In spare, emotionally charged chapters, each focusing on a specific time, locale and person, Hamill introduces us to Sam Briscoe, the 71-year-old editor of the last afternoon newspaper in New York; disabled Iraq veteran Josh Thompson, who’s out for revenge; and home-grown Muslim extremist Malik Shahid, aka Malik Watson.
The would-be terrorist is the son of New York cop Ali Watson and his wife Mary Lou, who works for Greenwich Village do-gooder Cynthia Harding. The plot picks up speed when Harding and Mary Lou Watson are stabbed to death in Harding’s home. Even after they are killed, the threat of more violence looms.
Initially, the myriad individual story lines seem largely unrelated, beyond the fact that Briscoe had been Harding’s lover and Ali Watson lost his wife in the double slaying. Other characters, such as Thompson and crooked financier Myles Compton, seem to be peripheral to the story.

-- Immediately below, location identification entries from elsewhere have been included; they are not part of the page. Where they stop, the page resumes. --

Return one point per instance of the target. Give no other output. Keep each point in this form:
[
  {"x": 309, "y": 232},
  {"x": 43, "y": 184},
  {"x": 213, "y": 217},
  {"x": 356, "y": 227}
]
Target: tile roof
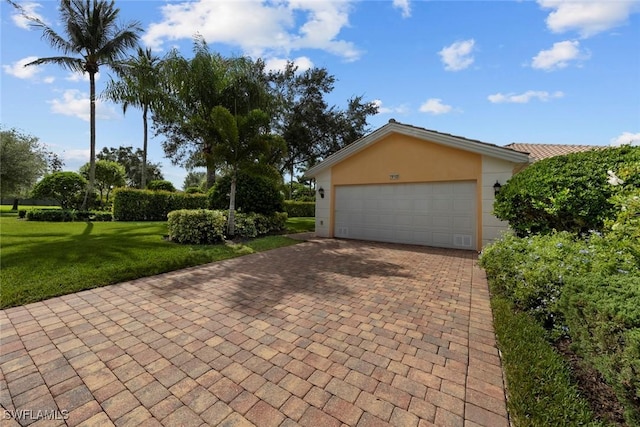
[{"x": 542, "y": 151}]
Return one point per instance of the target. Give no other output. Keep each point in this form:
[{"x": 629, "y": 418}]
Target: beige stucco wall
[
  {"x": 400, "y": 158},
  {"x": 324, "y": 207},
  {"x": 411, "y": 159},
  {"x": 493, "y": 170}
]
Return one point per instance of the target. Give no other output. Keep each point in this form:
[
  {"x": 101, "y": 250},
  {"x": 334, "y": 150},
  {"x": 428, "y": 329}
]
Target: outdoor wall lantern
[{"x": 496, "y": 187}]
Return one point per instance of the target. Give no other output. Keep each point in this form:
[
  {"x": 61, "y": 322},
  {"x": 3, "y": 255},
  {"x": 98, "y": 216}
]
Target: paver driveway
[{"x": 324, "y": 333}]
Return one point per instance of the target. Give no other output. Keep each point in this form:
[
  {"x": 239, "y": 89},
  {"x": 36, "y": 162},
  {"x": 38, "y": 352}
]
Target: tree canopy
[
  {"x": 132, "y": 161},
  {"x": 23, "y": 160},
  {"x": 93, "y": 38}
]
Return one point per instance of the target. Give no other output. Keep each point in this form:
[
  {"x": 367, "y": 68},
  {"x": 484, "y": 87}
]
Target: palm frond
[{"x": 69, "y": 63}]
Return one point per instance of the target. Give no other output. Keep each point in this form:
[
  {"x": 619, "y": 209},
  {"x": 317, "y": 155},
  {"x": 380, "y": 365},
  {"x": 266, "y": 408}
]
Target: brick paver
[{"x": 327, "y": 332}]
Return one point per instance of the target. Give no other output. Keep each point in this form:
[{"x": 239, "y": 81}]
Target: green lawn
[
  {"x": 301, "y": 224},
  {"x": 40, "y": 260}
]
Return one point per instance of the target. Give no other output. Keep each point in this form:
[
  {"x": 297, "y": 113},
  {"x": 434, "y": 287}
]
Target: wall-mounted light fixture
[{"x": 497, "y": 187}]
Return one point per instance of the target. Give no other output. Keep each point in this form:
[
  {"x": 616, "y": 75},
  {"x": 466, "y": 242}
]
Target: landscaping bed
[{"x": 44, "y": 259}]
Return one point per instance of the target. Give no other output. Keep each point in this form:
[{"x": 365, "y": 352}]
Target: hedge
[
  {"x": 146, "y": 205},
  {"x": 64, "y": 215},
  {"x": 603, "y": 317},
  {"x": 566, "y": 193},
  {"x": 296, "y": 209},
  {"x": 254, "y": 194},
  {"x": 204, "y": 226}
]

But lives intersect as Tabloid City draws to a close.
On another level, this is a tale about the many faces and countless facets of New York itself. So the fact that the city binds these characters together is just as important as who meets whom on this cold winter night. New York is the setting for their tragedies, dreams and triumphs, a city that embraces hope and despair, virtue and hatred, greed and compassion.
Hamill shows us the New York of today, but also the New York of a time long gone. The city is littered with ghosts that only old timers like Briscoe can see.
Recalling a walk through Manhattan after World War Two, for example, Briscoe remembers that he and his father “passed pawnshops and saloons, full of workers from the slaughterhouses down where the UN now stands. Some of the workers wore aprons covered with bloodstains, drying into darker colors, swatting at horseflies. In summer, the saloon doors were always open, for there was no air-conditioning then, and the joints all smelled of sour beer.”
Just as Hamill, a New Yorker, describes his city in loving detail, he also cherishes old-school, mainstream journalism. Hamill has worked as a columnist and editor at both the Daily News, and the Post, and his devotion to newspapers in general, and tabloids in particular, shines in Tabloid City.
The feel of a newsroom, the black humor of jaded reporters and editors, the contemptuous attitude toward upper management, the adrenaline rush from a good story and a looming deadline - all are on display here.
The publisher of The World, the fictional paper in Tabloid City, is referred to by his employees as “the FP” - the Fucking Publisher. Briscoe and a subordinate rack their brains to craft the perfect headline for the homicides, because “murder at a good address” always makes the front page. On another occasion, Briscoe recalls an old colleague telling him how important it is for journalists to verify assumptions before printing them, because "if you want it to be true, it probably isn’t.”
Hamill tells a hell of a yarn, and he does it with panache and gusto, making compelling characters of a great city, a doomed newspaper, and the people who walk New York's sometimes glittering, but often dark, streets. Tabloid City builds to a riveting finish whose high drama would make for a great newspaper story . . . especially in a tabloid.